"That 'one-leg' all right? Thanks."
He was proceeding to look round the field when a gentle voice from behind him said: "If you wouldn't mind moving a bit, sir, I could bowl."
"Oh, is it over?" said the editor airily, trying to hide his confusion. "I beg your pardon, I beg your pardon."
Still he had certainly impressed the sister of their captain, and it was dreadful to think of the disillusionment that might follow at any moment. However, as it happened, he had yet another trick up his sleeve. Bolton hit a ball to cover, and the editor, in the words of the local paper, "most sportingly sacrificed his wicket when he saw that his partner had not time to get back. It was a question, however, whether there was ever a run possible."
Which shows that the reporter did not know of the existence of their captain's sister.
When I came in, the score was fifty-one for nine, and Henry was still in. I had only one ball to play, so I feel that I should describe it in full. I have four good scoring strokes—the cut, the drive, the hook and the glance. As the bowler ran up to the crease I decided to cut the ball to the ropes. Directly, however, it left his hand, I saw that it was a ball to hook, and accordingly I changed my attitude to the one usually adopted for that stroke. But the ball came up farther than I expected, so at the last moment I drove it hard past the bowler. That at least was the idea. Actually, it turned out to be a beautiful glance shot to the leg boundary. Seldom, if ever, has Beldam had such an opportunity for four action photographs on one plate.

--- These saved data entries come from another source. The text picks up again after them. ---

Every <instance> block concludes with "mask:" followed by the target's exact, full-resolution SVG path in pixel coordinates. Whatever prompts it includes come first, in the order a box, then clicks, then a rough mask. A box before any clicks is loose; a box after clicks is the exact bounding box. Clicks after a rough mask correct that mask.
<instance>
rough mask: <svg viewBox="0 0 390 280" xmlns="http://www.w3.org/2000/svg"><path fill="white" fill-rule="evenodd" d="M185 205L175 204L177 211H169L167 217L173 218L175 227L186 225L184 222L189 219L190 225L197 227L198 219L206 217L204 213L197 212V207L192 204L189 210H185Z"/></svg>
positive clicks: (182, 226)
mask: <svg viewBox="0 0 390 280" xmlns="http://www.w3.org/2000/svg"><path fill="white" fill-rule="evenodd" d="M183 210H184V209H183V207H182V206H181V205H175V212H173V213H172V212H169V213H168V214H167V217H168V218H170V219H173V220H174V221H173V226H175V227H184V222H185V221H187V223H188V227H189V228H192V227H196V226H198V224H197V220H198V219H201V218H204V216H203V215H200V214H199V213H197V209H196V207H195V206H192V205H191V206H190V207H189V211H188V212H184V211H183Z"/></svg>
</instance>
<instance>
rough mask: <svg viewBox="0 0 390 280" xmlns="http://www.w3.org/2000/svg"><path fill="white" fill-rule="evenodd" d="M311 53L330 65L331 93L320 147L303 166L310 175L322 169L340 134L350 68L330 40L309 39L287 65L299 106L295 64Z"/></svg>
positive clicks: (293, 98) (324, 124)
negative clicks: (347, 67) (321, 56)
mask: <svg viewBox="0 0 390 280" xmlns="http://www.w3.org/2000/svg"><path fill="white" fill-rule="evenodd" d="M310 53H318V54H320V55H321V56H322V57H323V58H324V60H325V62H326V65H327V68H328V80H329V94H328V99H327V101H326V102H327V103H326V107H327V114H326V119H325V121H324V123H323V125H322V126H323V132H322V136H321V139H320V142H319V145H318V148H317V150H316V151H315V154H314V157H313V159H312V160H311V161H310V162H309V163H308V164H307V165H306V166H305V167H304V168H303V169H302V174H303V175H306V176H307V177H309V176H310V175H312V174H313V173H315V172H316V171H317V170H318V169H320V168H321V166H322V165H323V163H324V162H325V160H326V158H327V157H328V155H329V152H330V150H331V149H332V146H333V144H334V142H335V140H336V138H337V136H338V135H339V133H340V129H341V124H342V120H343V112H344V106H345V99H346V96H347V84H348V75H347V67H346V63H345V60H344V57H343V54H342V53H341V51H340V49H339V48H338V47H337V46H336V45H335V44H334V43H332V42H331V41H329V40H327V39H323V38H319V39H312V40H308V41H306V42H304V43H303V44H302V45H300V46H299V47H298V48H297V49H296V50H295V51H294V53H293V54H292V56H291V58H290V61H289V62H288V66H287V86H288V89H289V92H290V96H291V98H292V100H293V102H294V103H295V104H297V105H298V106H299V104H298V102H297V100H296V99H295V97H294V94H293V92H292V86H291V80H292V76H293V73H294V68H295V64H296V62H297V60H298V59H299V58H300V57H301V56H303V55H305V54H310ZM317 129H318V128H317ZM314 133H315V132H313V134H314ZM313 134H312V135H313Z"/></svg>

Henry took a sixer next ball, and so we won. And the rest of the story of my team, is it not written in the journals of The Sportsman and The Chartleigh Watchman, and in the hearts of all who were privileged to compose it? But how the editor took two jokes I told him in the train, and put them in his paper (as his own), and how Carey challenged the engine-driver to an eighteen-hole solitaire match, and how ... these things indeed shall never be divulged.
EX NIHILO FIT MULTUM
I should like to explain just what happened to the ball. In the first place it was of an irreproachable length, and broke very sharply and cleverly from the leg. (The bowler, I am sure, will bear me out in this.) Also it rose with great suddenness ... and, before I had time to perfect any adequate system of defence, took me on the knee, and from there rolled on to the off-stump. There was a considerable amount of applause on the part of the field, due, no doubt, to the feeling that a dangerous batsman had been dismissed without scoring. I need hardly add that I did not resent this appreciation.